Green political axis

The Green axis has the greatest spread, with strong Green supporters viewing themselves (light green) and their party (dark green) as being firmly on the left, the Lib Dems and Labour clustered around the centre, and the SNP somewhere in between.  Green supporters obviously don’t feel themselves to be in sympathy with Labour and the Lib Dems, although the leaderships of Jeremy Corbyn and Tim Farron may cause this to change.  It is true that Green *voters* are much more ideologically diverse, with many of them holding mainstream centre-left views.  However, more significantly, they are also generally suspicious of the political establishment and, having chosen a fringe party, would probably not be willing to be corralled into voting for two of the traditional Big Three parties.

SNP political axis

I almost didn’t bother with the SNP because while they remain hegemonic in Scotland they have no conceivable interest at all in a progressive alliance, and also because they are primarily interested in nationalism rather than ‘progressivism’.  But, for what it’s worth, strong SNP supporters see Labour and the Lib Dems as centre parties, and they themselves are almost totally overlapping with the Greens (that would technically be the Scottish Green Party, presumably) on the moderate left.  In Scottish politics, the constitutional issue makes the left-right divide far less relevant anyway.

Lib Dem political axis

Finally, the Lib Dems (the lighter orange dot is where Lib Dem supporters see themselves).  Of all the parties so far, this is the one which shows a greatest ‘progressive’ clustering – Lib Dem strong supporters on average see themselves as centre or left-of-centre, but not too far from Labour, the SNP, and the Greens, and far away from the Tories and UKIP.  As has already been said, however, these are strong supporters, and not necessarily typical of all Lib Dem voters.

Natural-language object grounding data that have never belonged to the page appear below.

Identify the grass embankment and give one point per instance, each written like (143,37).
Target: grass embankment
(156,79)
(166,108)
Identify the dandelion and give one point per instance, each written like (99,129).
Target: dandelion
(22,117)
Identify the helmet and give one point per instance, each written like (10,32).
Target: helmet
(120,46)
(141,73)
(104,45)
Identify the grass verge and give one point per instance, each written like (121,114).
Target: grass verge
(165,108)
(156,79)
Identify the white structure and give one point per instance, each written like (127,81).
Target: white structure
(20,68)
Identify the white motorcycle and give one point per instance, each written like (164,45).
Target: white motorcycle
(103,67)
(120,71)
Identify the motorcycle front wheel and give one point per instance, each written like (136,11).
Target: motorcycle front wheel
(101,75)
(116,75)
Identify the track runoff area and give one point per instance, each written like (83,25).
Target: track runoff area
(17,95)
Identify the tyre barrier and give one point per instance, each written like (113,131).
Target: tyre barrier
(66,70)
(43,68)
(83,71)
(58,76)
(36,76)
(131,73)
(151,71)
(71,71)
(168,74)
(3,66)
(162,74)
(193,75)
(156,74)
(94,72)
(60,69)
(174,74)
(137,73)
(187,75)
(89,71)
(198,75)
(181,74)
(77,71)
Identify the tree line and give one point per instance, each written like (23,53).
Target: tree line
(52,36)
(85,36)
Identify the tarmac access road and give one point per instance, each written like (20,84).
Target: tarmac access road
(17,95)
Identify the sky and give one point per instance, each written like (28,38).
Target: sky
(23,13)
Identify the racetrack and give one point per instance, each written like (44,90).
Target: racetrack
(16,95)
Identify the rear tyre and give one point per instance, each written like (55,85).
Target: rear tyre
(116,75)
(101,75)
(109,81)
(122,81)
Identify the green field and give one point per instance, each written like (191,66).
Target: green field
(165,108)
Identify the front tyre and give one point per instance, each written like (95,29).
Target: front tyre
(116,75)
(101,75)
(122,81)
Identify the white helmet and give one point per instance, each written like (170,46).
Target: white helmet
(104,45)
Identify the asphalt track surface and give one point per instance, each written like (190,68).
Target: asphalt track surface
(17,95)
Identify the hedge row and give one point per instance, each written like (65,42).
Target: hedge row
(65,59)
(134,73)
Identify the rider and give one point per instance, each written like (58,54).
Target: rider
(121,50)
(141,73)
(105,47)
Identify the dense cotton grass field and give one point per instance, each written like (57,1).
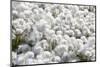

In conclusion, then, there is not much evidence that Labour, SNP, Lib Dem or Green supporters see themselves as having much in common with each other.  There is a real risk of any form of formal alliance or pact alienating one part or another, with voters drifting off to the Tories, a far left party like TUSC, or to the great army of non-voters, and actually hurting the prospects of the left.  A ‘progressive alliance’ could easily work out as less than the sum of its parts.

My fundamental misgiving about any ‘coalition of the left’ or ‘progressive alliance’ is that, in the face of two shattering election defeats, some people on the centre left are still trying to rearrange the people already voting for ‘progressive’ parties rather than trying to persuade Conservative or UKIP voters.  In the aftermath of the 2010 election, Ed Miliband’s game plan for Labour was to absorb disgruntled Lib Dems; now, we hear muttering from some quarters about natural anti-Tory majorities.  It strikes me as slightly anti-democratic to fix things in this way, but more than that it seems futile, and a distraction from the real task at hand.  In 1997, Labour and Lib Dems together got 60% of the vote; in 2015, Labour, Lib Dems and Greens together only received 42%.  By far the best thing for centre-left politics is for Labour and the Lib Dems to focus on rediscovering their appeal to people outside the ‘progressive’ ghetto, particularly people who voted for them in 2005 or 2010 and who switched to the Conservatives in 2015.  Political parties have become sufficiently focused on targeting, and voters willing enough to vote tactically, that the likelihood of any of the ‘progressive’ parties actually acting as spoilers to one another to any great extent is small.  It would be better to work out how to chip away at the actual Tory majority, rather than trying to construct an elusive anti-Tory majority.